Haller's Organ on tarsus I of Winter Tick

Haller’s Organ on tarsus I of Winter Tick

One reason I loathe ticks (and also terrestrial leeches) is that they are so blood-thirsty and avariciously desirous of slicing into your skin and regurgitating their secretions into the wound. A tick bite is invariably painful, at least once the tick has gone, and prone to infection. The infections are often delivered by the tick itself – after mosquitoes, no other arthropod group is such a good vector of disease. The feeding by the ticks themselves can be devastating both from paralyzing salivary secretions (as with the related Rocky Mountain Wood Tick or Australian Paralysis Tick) or the general irritation and loss of blood. Moose in Alberta often are covered with tens of thousands of Winter Tick resulting in hair loss, loss of condition and death. The grey, ratty and emaciated moose are called ‘Ghost Moose’ and are a sad sight.

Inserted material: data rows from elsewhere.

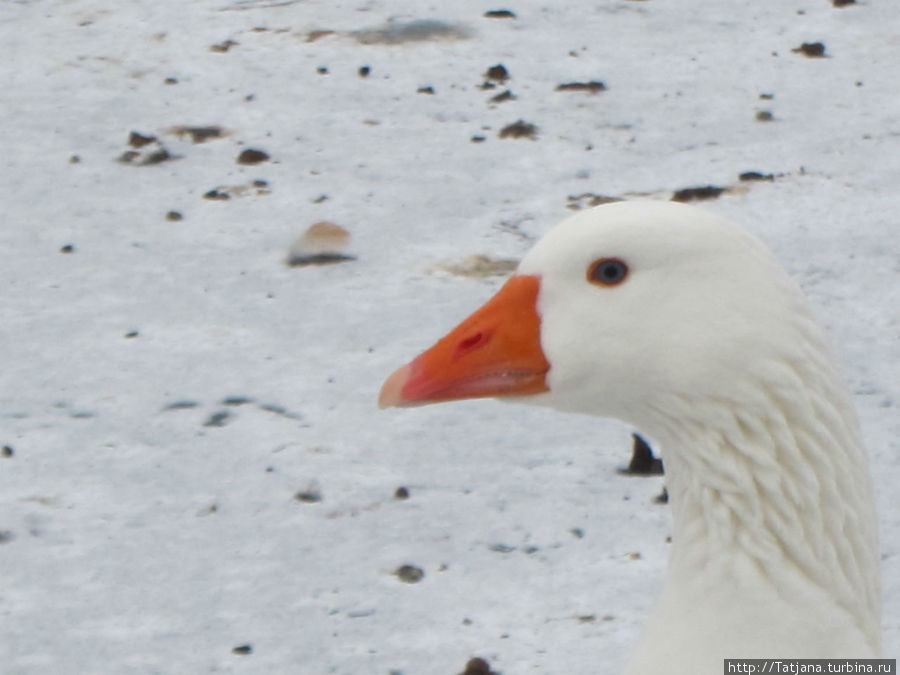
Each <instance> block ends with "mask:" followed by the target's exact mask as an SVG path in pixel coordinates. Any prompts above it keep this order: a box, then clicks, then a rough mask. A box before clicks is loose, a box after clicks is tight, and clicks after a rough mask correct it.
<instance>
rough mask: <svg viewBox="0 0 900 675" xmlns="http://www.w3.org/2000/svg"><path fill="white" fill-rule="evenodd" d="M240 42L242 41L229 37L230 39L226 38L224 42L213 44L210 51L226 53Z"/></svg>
mask: <svg viewBox="0 0 900 675" xmlns="http://www.w3.org/2000/svg"><path fill="white" fill-rule="evenodd" d="M238 44H240V43H238V42H235V41H234V40H231V39H228V40H225V41H224V42H219V43H218V44H214V45H212V46H211V47H210V48H209V51H211V52H218V53H220V54H224V53H225V52H227V51H228V50H229V49H231V48H232V47H236V46H237V45H238Z"/></svg>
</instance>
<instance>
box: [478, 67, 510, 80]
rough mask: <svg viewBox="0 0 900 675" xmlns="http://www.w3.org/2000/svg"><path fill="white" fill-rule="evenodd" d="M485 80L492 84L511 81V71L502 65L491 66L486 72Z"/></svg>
mask: <svg viewBox="0 0 900 675" xmlns="http://www.w3.org/2000/svg"><path fill="white" fill-rule="evenodd" d="M484 78H485V79H486V80H490V81H492V82H500V83H501V84H502V83H503V82H506V81H507V80H508V79H509V71H508V70H507V69H506V66H504V65H503V64H502V63H498V64H497V65H495V66H491V67H490V68H488V69H487V70H486V71H485V72H484Z"/></svg>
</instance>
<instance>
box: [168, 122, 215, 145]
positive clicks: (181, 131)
mask: <svg viewBox="0 0 900 675" xmlns="http://www.w3.org/2000/svg"><path fill="white" fill-rule="evenodd" d="M168 132H169V133H170V134H174V135H175V136H178V137H179V138H181V137H182V136H189V137H190V139H191V142H192V143H205V142H206V141H208V140H212V139H214V138H222V137H223V136H225V135H226V134H227V132H226V131H225V129H223V128H222V127H220V126H216V125H209V126H202V127H192V126H177V127H171V128H170V129H168Z"/></svg>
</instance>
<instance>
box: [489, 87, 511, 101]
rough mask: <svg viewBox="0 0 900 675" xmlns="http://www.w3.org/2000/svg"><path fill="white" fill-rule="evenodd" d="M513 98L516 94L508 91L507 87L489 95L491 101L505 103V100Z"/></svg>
mask: <svg viewBox="0 0 900 675" xmlns="http://www.w3.org/2000/svg"><path fill="white" fill-rule="evenodd" d="M515 100H516V95H515V94H513V93H512V91H510V90H509V89H507V90H506V91H502V92H500V93H499V94H497V95H496V96H491V98H490V102H491V103H505V102H506V101H515Z"/></svg>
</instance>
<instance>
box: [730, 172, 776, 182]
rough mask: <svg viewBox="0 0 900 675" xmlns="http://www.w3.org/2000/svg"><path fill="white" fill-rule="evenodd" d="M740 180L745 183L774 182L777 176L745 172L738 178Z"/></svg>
mask: <svg viewBox="0 0 900 675" xmlns="http://www.w3.org/2000/svg"><path fill="white" fill-rule="evenodd" d="M738 180H740V181H743V182H748V181H760V180H767V181H773V180H775V174H772V173H760V172H759V171H745V172H744V173H742V174H741V175H739V176H738Z"/></svg>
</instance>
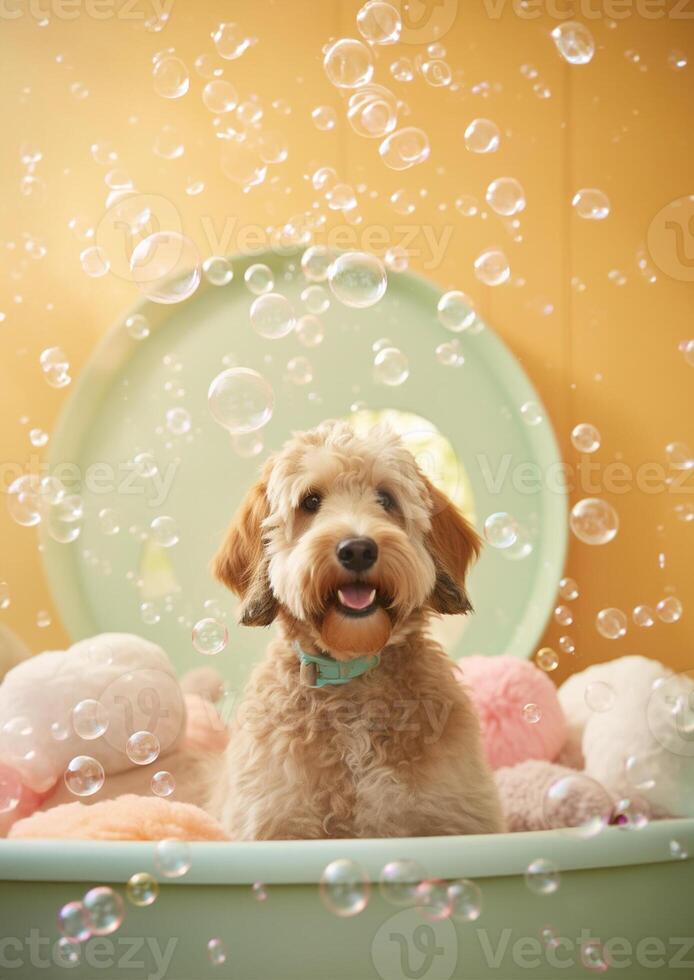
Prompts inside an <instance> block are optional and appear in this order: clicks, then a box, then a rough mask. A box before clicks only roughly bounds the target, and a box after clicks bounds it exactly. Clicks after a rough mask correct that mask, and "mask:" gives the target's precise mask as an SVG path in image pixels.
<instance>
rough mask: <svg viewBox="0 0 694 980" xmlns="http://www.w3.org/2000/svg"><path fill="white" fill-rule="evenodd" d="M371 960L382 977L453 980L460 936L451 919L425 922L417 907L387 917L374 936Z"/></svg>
mask: <svg viewBox="0 0 694 980" xmlns="http://www.w3.org/2000/svg"><path fill="white" fill-rule="evenodd" d="M371 960H372V962H373V965H374V967H375V968H376V971H377V972H378V975H379V976H380V977H382V980H402V978H403V977H405V978H406V980H450V978H451V977H452V976H453V971H454V970H455V967H456V963H457V961H458V937H457V935H456V931H455V926H454V925H453V923H452V922H451V921H450V920H448V919H443V920H441V921H439V922H425V921H424V920H423V919H422V915H421V912H419V910H418V909H404V910H403V911H402V912H397V913H396V914H395V915H393V916H391V918H389V919H387V920H386V921H385V922H384V923H383V925H382V926H381V927H380V929H379V930H378V932H377V933H376V935H375V936H374V939H373V942H372V944H371Z"/></svg>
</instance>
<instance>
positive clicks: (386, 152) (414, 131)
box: [378, 126, 430, 170]
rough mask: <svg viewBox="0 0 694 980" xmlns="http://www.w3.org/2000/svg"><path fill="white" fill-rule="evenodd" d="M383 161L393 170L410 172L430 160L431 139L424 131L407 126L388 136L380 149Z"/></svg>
mask: <svg viewBox="0 0 694 980" xmlns="http://www.w3.org/2000/svg"><path fill="white" fill-rule="evenodd" d="M378 152H379V153H380V155H381V159H382V160H383V162H384V163H385V165H386V166H387V167H390V169H391V170H409V168H410V167H414V166H416V165H417V164H418V163H424V161H425V160H427V159H428V158H429V153H430V146H429V137H428V136H427V134H426V133H425V132H424V130H423V129H417V127H416V126H405V127H404V128H403V129H396V130H395V132H394V133H391V134H390V136H387V137H386V138H385V139H384V140H383V142H382V143H381V145H380V146H379V148H378Z"/></svg>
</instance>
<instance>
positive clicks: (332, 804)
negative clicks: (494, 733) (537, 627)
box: [209, 422, 503, 840]
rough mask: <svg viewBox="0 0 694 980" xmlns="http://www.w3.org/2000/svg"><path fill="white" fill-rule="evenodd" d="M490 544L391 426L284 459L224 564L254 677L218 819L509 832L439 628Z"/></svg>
mask: <svg viewBox="0 0 694 980" xmlns="http://www.w3.org/2000/svg"><path fill="white" fill-rule="evenodd" d="M479 546H480V541H479V538H478V536H477V534H476V533H475V531H474V530H473V529H472V528H471V527H470V525H469V524H468V523H467V522H466V521H465V520H464V519H463V517H462V516H461V515H460V514H459V513H458V511H457V510H456V509H455V508H454V506H453V505H452V504H451V503H450V501H449V500H448V498H447V497H445V495H444V494H442V493H441V492H440V491H439V490H437V489H436V488H435V487H434V486H433V485H432V484H431V483H430V482H429V481H428V480H427V478H426V477H425V476H424V475H423V474H422V473H421V472H420V470H419V469H418V467H417V465H416V463H415V460H414V458H413V457H412V455H411V454H410V453H409V452H408V451H407V450H406V449H405V447H404V446H403V444H402V442H401V441H400V439H399V437H398V436H397V435H395V434H394V433H393V432H392V431H390V430H388V429H385V428H381V427H377V428H374V429H372V430H371V431H370V433H369V434H368V435H367V436H361V435H357V434H355V432H354V431H353V430H352V429H351V428H350V426H349V425H348V424H347V423H345V422H325V423H324V424H322V425H320V426H319V427H318V428H317V429H314V430H313V431H311V432H305V433H300V434H298V435H295V436H294V437H293V438H292V439H291V440H290V441H289V442H288V443H287V444H286V445H285V447H284V448H283V449H282V451H281V452H279V453H278V454H277V455H275V456H273V457H272V458H271V459H269V460H268V461H267V463H266V465H265V467H264V470H263V473H262V477H261V479H260V481H259V482H258V483H257V485H256V486H254V487H253V488H252V489H251V491H250V492H249V494H248V495H247V497H246V499H245V500H244V502H243V503H242V505H241V508H240V511H239V513H238V514H237V516H236V518H235V520H234V521H233V523H232V525H231V527H230V528H229V531H228V533H227V536H226V539H225V541H224V543H223V544H222V546H221V548H220V550H219V552H218V554H217V555H216V557H215V559H214V571H215V573H216V575H217V577H218V578H219V579H221V581H222V582H224V583H225V584H226V585H227V586H228V587H229V588H230V589H231V590H232V591H233V592H235V593H236V595H238V596H239V597H240V598H241V613H240V615H241V621H242V622H243V623H245V624H247V625H249V626H268V625H269V624H270V623H272V622H274V621H277V623H278V624H279V636H278V638H277V639H275V640H273V641H272V642H271V643H270V645H269V648H268V651H267V655H266V657H265V659H264V660H263V661H262V662H261V663H260V664H259V665H258V666H257V667H256V668H255V670H254V672H253V674H252V676H251V679H250V682H249V685H248V688H247V690H246V692H245V695H244V701H243V703H242V705H241V707H240V710H239V712H238V716H237V718H236V720H235V722H234V727H233V728H232V731H231V737H230V740H229V747H228V749H227V751H226V755H225V757H224V761H223V766H222V769H221V772H220V771H218V772H217V773H216V775H215V785H214V788H213V790H212V794H211V799H210V801H209V809H210V811H211V812H212V813H213V815H215V816H216V817H217V818H218V819H219V820H221V822H222V824H223V825H224V827H225V828H226V830H227V831H228V832H229V834H230V835H231V836H232V837H233V838H235V839H238V840H267V839H296V838H299V839H307V838H325V837H335V838H339V837H409V836H413V837H414V836H431V835H439V834H473V833H491V832H496V831H501V830H502V829H503V822H502V817H501V810H500V806H499V801H498V799H497V795H496V789H495V786H494V783H493V780H492V777H491V774H490V772H489V770H488V768H487V765H486V763H485V761H484V758H483V753H482V748H481V742H480V735H479V729H478V722H477V718H476V716H475V713H474V711H473V709H472V707H471V705H470V701H469V699H468V697H467V695H466V693H465V691H464V690H463V688H462V686H461V685H460V683H459V682H458V681H457V680H456V679H455V677H454V675H453V671H452V666H453V665H452V661H451V660H450V659H449V658H448V656H447V655H446V654H445V653H444V651H443V650H442V649H441V647H440V646H439V645H438V644H437V643H435V642H434V641H433V640H432V639H431V637H430V636H429V635H428V632H427V625H428V622H429V620H430V618H431V617H432V616H433V615H436V614H441V613H446V614H452V613H461V614H462V613H467V612H469V611H470V603H469V601H468V598H467V596H466V593H465V582H464V580H465V574H466V571H467V568H468V565H469V563H470V562H471V561H472V560H473V559H474V558H475V557H476V556H477V554H478V551H479Z"/></svg>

Larva (6-legged stage) of Ixodes holocyclus

Larva (6-legged stage) of Ixodes holocyclus

I think that is about all I can stand to say about ticks on a fine Saturday morning. If you would like to learn more about Winter Tick and Ghost Moose, then there is no better place than Bill Samuel’s book:

Bill Samuel. 2004. “White as a Ghost: Winter Ticks & Moose” Federation of Alberta Naturalists.

If you want to learn more about ticks, try the Manual of Acarology 3rd Edition. If you aren’t in too much of a hurry and would like to learn all kinds of interesting (and often disgusting) facts about how ticks and other mites go about their lives, then I can tell you that the 2nd Edition of Mites: Ecology, Evolution & Behaviour was submitted to the publisher at the end of April. Meanwhile, I’ll leave you with a light micrograph of the subcapitulum of a male Winter Tick. You can compare it to the coloured-SEM at the top and decide which you would prefer to visit your dreams.